The light-harvesting mechanism in polymer:fullerene:dye ternary blends was comprehensively studied by transient absorption spectroscopy. The ternary blend films consist of poly(3-hexylthiophene) (P3HT), a fullerene derivative (PCBM), and a silicon phthalocyanine derivative (SiPc) as a light-harvesting dye. Upon dye excitation of P3HT:PCBM:SiPc blends, P3HT polarons and SiPc anions were generated from SiPc excitons, and then electrons were shifted from SiPc to PCBM, suggesting that SiPc molecules are selectively located in a disordered P3HT matrix mixed with PCBM molecules at the P3HT/PCBM interface. Upon polymer excitation, P3HT excitons decayed more rapidly in ternary blends than in binary blends with an identically rapid formation of SiPc photobleaching, suggesting efficient energy transfer from P3HT to SiPc because of the large spectral overlap between P3HT emission and SiPc absorption, followed by slightly delayed generation of P3HT polarons and SiPc anions from SiPc excitons.

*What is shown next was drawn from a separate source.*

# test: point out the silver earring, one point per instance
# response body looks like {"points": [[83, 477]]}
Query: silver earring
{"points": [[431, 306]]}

Subsequently, the photobleaching disappeared while the P3HT polaron band remains unchanged, suggesting the charge shift from SiPc anion to PCBM. All these photovoltaic conversion processes are much more rapid than backward reactions, and therefore highly efficient light harvesting is achieved in ternary blend solar cells. This is because the SiPc molecules are selectively localized at the P3HT/PCBM interface with an interfacial coverage of 40%. Remarkably, the SiPc molecules are closely contact to both P3HT and PCBM at the interface in solvent-annealed ternary blends, which is an ideal interfacial structure for the efficient photovoltaic conversion.